The trailer for Disney's new Enchanted at least suggested that it aspired to Princess Bride greatness. The premise had promise: Characters from a "vintage" Disney movie suddenly find themselves thrust into our world—Times Square, to be precise, long a retrofitted, sterilized amusement park anyway. Disney, referencing everything from Fantasia to Toy Story in the advertisements, has sold the film as something both smartly postmodern and decidedly old-fashioned: Merry maidens serenade white-collar princes, who joust with MTA buses as wicked witches unleash fire-breathing dragons on midtown high-rises.

But somewhere between conception and execution, what could have been so much smart, sharp fun turned decidedly pedestrian—more Kate & Leopold than Princess Bride, and I'm being kind. Director Kevin Lima has made lousy Disney movies before—2000's 102 Dalmatians, most recently, one in a long line of unnecessary and loathsome Disney sequels that squeezed every last penny out of those puppies. (Writer Bill Kelly was responsible for the latest Sandra Bullock bomb, Premonition.) Enchanted, though, isn't even something to get worked up over—not only because it's so boring, but because it can't even be bothered to adhere to its own internal logic. And while that may not sound like a big deal, when your movie's got but a single gag, you have to tell the joke right.

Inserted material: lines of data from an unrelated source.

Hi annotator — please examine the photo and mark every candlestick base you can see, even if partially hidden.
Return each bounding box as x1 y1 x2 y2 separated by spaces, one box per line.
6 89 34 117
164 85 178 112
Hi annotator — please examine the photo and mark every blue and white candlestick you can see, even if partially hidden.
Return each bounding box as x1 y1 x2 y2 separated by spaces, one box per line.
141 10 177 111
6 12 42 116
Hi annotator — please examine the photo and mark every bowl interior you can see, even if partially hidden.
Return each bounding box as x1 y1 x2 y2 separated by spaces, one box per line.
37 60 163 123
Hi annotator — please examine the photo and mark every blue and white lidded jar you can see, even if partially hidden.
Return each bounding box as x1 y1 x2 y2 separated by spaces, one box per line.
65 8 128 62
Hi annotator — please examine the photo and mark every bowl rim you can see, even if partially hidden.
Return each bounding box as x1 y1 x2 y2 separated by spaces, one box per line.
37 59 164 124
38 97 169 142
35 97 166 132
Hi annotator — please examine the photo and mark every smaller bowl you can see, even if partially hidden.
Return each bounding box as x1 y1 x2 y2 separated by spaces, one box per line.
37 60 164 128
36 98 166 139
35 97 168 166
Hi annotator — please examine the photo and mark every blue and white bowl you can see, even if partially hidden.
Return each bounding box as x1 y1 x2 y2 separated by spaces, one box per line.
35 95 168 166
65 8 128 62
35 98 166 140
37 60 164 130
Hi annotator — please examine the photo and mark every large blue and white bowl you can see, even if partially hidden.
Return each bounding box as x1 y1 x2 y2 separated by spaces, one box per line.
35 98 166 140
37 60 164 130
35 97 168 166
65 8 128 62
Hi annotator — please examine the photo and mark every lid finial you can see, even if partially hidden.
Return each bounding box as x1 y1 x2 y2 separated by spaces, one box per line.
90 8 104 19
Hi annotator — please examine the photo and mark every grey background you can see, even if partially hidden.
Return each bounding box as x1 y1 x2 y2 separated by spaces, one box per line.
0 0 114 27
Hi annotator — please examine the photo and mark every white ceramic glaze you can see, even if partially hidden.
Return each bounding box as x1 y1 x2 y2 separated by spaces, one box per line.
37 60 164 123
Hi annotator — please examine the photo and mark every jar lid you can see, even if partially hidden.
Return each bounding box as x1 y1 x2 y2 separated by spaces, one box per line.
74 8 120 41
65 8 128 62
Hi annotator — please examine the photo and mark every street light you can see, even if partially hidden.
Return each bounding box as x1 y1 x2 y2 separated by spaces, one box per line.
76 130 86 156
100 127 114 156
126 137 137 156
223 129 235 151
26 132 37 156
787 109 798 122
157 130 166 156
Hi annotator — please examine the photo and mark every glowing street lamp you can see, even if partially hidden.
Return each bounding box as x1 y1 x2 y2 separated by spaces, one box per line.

Enchanted fails from its very first moments, as Julie Andrews (aw...) narrates the opening animated sequence about a girl named Giselle (voiced by Amy Adams) who, as she's being dressed by a mélange of woodland critters, pines for a Prince Charming to sweep her off her tired feet. The animation's meant to look old—Disney, circa 1937's Snow White and the Seven Dwarfs. But instead it looks shabby and shoddy—Disney, circa 2002's direct-to-video Cinderella II: Dreams Come True.

The sequence drags on way too long, as Giselle meets and sings with hunky Prince Edward (James Marsden, still on a high note after Hairspray), whose evil mommy, Queen Narissa (Susan Sarandon), is none too pleased about a commoner taking her throne. So the queen, who's also a witch, dispatches Giselle to the Real World, the entranceway to which is a sewer that runs through Times Square. Before long, Giselle, now played by Adams in the flesh, rescues a divorce attorney named Robert (Dr. McDreamy, Patrick Dempsey), who has little time for the whimsical or romantic. Which doesn't stop him from taking in Giselle and allowing her to sleep on his couch, in the same apartment he shares with his 6-year-old daughter Morgan (Rachel Covey). Because there aren't crazy people running around New York claiming to be princesses. Not at all.

But that's not where the movie falls apart—sure, no one expects people to behave realistically in movies that feature cartoon characters springing to life. Instead, it crumbles to teeny bits the next morning, when Giselle summons New York's indigenous wildlife—chiefly rats and pigeons—to clean Robert's nasty apartment, just as she'd done in the animated sequence. So the real world is apparently no different than the cartoon one—which obliterates the gag entirely, since if a cartoon character can make magic in this world, what's the rush in getting home?

From there, the movie unravels further: Giselle, whose behavior most resembles that of a 'tweener on a sugar high, is completely oblivious to her situation in one sequence, then, seconds later, is instructing Robert on how to act as a cartoon (he can solve all his problems just by breaking into song, she tells him, completely self-aware of who she is and how she behaves). Then, a short time later, she breaks into song again in Central Park—music by Alan Menken, likely some Little Mermaid II leftovers—and it turns into an epic song-and-dance sequence, with Robert joining Giselle and a cast of thousands (more or less) for a frolic through the park. Then, five seconds later, he still doesn't believe she's a fairy-tale princess, like the whole thing never happened (if only). By the time Sarandon shows up and turns into a dragon, you'll wish they had all caught on fire in Neverland.